Siddiqui noted that China’s top tech firms are emerging as global contenders to the US Magnificent 7 as the country aims to boost innovation in critical areas such as artificial intelligence (AI) and robotics, according to a note sent to the Global Times on Sunday.
As the Chinese housing market has regained some footing and policymakers seek to fortify the social safety net, we believe consumers may have an incentive to spend more and save less, driving retail sales growth and broadening China’s equity rally beyond the tech sector, the analyst said.
In addition, Hou Wey Fook, chief investment officer of Singapore-based DBS Bank, said on April 9 that the bank’s analysts maintain an overweight recommendation on Asia ex-Japan stocks amid China’s tech revival.
In China, DeepSeek’s technological breakthroughs are driving new potential, according to Hou, while advising investment opportunities in the China technology and consumer discretionary sectors on rising demand for AI-embedded devices.
Showcasing the steady performance and resilience of the Chinese economy, GDP grew by 5.4 percent year-on-year to 31.88 trillion yuan ($4.42 trillion) in the first quarter of 2025, data from the National Bureau of Statistics showed on Wednesday.
Hu Yifan, chief investment officer and macroeconomic director of Asia Pacific at UBS Wealth Management, said that China’s first-quarter economic data beat expectations, while noting that policymakers may announce forceful support policies sometime later this year.
“US tariffs on its trade partners, including China, didn’t change foreign capital’s view on China’s A-share and H-share markets, which continue to see capital inflows,” Yang Delong, chief economist at Shenzhen-based First Seafront Fund, told the Global Times.

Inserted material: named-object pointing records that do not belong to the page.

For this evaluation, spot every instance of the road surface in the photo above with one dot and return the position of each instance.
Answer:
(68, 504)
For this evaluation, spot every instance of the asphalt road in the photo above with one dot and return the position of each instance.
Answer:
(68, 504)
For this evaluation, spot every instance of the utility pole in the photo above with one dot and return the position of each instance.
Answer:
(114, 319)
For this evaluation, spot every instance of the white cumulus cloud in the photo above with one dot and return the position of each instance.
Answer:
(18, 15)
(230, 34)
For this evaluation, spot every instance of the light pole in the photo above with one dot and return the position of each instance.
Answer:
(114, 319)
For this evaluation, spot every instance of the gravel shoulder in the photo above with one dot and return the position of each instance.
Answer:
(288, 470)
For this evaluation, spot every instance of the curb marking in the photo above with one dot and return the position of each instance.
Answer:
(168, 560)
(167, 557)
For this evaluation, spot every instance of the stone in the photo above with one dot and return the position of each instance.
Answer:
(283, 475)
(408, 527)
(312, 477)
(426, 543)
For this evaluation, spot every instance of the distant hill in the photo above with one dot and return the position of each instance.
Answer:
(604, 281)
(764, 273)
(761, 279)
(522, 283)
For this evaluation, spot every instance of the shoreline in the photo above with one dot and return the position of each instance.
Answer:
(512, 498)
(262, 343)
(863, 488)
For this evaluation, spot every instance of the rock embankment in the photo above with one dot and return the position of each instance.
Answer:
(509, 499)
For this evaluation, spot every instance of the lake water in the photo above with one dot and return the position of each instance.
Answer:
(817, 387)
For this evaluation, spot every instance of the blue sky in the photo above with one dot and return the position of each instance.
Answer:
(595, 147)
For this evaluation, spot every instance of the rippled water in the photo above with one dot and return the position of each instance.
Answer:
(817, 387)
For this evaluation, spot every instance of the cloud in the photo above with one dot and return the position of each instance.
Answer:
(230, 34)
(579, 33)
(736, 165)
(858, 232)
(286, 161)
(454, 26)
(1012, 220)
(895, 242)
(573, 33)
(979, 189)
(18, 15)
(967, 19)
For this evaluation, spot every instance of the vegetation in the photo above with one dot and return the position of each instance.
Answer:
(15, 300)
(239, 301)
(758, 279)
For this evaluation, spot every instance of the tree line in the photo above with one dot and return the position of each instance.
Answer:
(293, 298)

On the one hand, the Chinese central government has implemented policies to drive domestic demand and bolster economic growth, while on the other hand, China still has a leading edge in technological innovation, Yang said.
Foreign investors’ holdings of China’s domestic bonds increased by more than 270 billion yuan on a net basis as of April 15 compared with the end of last year, with the total amount hitting 4.5 trillion yuan, the Xinhua News Agency reported on Friday, citing data from the People’s Bank of China (PBC), the central bank.
China’s bond market has reached a scale of 183 trillion yuan, ranking second in the world. The stable opening-up of China’s bond market is attracting the active participation of international institutional investors, per Xinhua.
In January, the PBC and several other departments jointly issued a guideline to allow foreign financial institutions to offer the same new financial services as domestic players, as part of the 20 measures it introduced to promote institutional financial opening-up in eligible free trade zones.
Recently, multiple foreign financial institutions have taken steps to expand their business in China. The Shanghai Reinsurance Operations Center of AXA International Reinsurance (Shanghai) Co obtained approval to conduct business in China, according to the Shanghai government website. Moreover, UBS announced in late March that the China Securities Regulatory Commission had accepted the firm’s filing to become the sole shareholder of UBS Securities Co.
With the continuous advancement of high-level financial opening-up, more overseas enterprises will be attracted to invest in the Chinese market, and an increasing number of foreign financial institutions will expand their business operations in China, thereby driving greater foreign capital inflows, Yang said.